PacktPublishing / Hands-On-Software-Engineering-with-Golang

Hands-On Software Engineering with Golang, published by Packt
MIT License
426 stars 127 forks source link

Why can you compare uuid strings ? #14

Closed iamleson98 closed 3 years ago

iamleson98 commented 3 years ago

Hello mr. Achilleas To be honest, I like your book and It brings light to my golang career pretty much than I could imagined at first. And still I found there is an issue I don't understand in your code yet.
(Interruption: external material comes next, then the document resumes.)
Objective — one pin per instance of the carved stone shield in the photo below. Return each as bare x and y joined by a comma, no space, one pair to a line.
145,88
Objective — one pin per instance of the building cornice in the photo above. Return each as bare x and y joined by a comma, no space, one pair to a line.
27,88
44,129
Why do you compare uuid strings?

package main

import (
    "fmt"
    "time"

    "github.com/google/uuid"
)

func main() {
    u1 := uuid.NewString()

    time.Sleep(3 * time.Second)

    u2 := uuid.NewString()

    fmt.Println(u1 < u2)
}

I tried this code and the results varies, not all true And are you sure databases like mysql/cockroach can compare uuids depend on there creation time ?

Thank you.

atc0005 commented 3 years ago

@iamleson98: I tried this code and the results varies, not all true

There are several things happening here:

I'm not associated with the repo (other than a fellow learner like yourself), but responding to the one item you noted in case it is helpful. Apologies if everything I've noted was already clear to you.

achilleasa commented 3 years ago

Hi there.

Note that there are different kinds (versions) of UUIDs. In particular, as you can see in the docs for google.uuid, uuid.NewString creates a random (a.k.a V4 UUID) UUID.

For your example to work, you would need to generate V1 UUIDs which contain a time component using uuid.NewUUID().

achilleasa commented 3 years ago

To further clarify, you should think of UUIDs as 128bit numbers. So in the context of the book, the idea is to carve the 128bit space into N segments. Any valid UUID is just an 128bit number which must fall within one of those segments. In that case, we can correctly use a less-than comparison to check whether a value U lies in the range [segment start, segment end].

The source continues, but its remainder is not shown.